Presidents argue that a playoff would detrimental to the academic life of student athletes. (Nonsense! The smaller football divisions have had playoffs for decades. Besides, no university president or athletic director can credibly talk about a playoff compromising academic integrity while allowing teams to compete on Sundays, Tuesdays, Wednesdays and Thursdays).
It’s not about the length of the season. It’s not about academics. Instead, it’s about college football’s dysfunctional marriage to an antiquated bowl system (and, by extension, the bowl’s corporate sponsors and television contracts). As far as I’m concerned, the BCS is just as concerned with preserving the bowl structure as it is making an educated guess with regard to which two teams should meet in its title game.
“It is what it is,” Brown said Sunday night.
But as long as ‘it’ remains as ‘is’, there is one thing Texas must do within the current system. The Longhorns must upgrade their non-conference slate. Big time.
The Sooners didn’t get BCS love simply from Saturday’s win at Oklahoma State; OU also got a boost with wins against TCU (BCS No. 11) and Big East champ Cincinnati (BCS No. 13). By comparison, Texas’ biggest non-conference win was against Rice (which received some votes in both the AP and coaches poll this week).

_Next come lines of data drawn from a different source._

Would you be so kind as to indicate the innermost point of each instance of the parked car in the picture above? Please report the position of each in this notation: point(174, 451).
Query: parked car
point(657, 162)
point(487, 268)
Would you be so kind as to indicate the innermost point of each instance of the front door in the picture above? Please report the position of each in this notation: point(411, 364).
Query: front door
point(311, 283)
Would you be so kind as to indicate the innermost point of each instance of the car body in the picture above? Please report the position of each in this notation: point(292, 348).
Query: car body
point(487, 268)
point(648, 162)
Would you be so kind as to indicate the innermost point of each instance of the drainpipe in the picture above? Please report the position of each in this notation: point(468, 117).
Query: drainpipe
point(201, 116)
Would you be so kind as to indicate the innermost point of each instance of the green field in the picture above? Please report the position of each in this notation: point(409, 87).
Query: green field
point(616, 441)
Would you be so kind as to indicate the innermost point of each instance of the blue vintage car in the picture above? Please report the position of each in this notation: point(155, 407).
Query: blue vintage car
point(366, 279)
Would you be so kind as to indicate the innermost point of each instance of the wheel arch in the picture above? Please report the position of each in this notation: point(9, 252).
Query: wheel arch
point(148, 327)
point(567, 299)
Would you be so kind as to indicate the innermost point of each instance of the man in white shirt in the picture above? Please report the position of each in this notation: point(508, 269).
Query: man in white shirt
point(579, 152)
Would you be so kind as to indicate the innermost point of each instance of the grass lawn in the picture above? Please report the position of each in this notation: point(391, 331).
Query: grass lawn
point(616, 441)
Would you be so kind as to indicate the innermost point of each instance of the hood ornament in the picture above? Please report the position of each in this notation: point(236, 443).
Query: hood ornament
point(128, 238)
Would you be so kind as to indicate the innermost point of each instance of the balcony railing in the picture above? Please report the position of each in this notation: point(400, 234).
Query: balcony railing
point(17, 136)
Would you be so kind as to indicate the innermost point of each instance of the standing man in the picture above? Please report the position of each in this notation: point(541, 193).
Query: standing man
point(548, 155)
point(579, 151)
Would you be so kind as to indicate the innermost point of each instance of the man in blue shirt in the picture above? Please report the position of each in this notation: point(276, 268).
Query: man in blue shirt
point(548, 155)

The Big 12 is hard enough without adding a murder’s row of non-conference competition, Brown believes. But Oklahoma plays in the same division and does not shy away from consistently facing stellar competition.
Case-in-point: the Sooners have scheduled (within the next eight seasons): Ohio State, Florida State, Miami, Tennessee, Utah, Cincinnati and Notre Dame. Meanwhile, Texas’ most high-profile games during that span are UCLA and Mississippi. It sets up annual scenarios where Texas has to be perfect in order to reach its conference championship game.
From a Burnt Orange perspective, that is the state of the BCS union. From a national perspective, it’s time to start talking about an amicable divorce.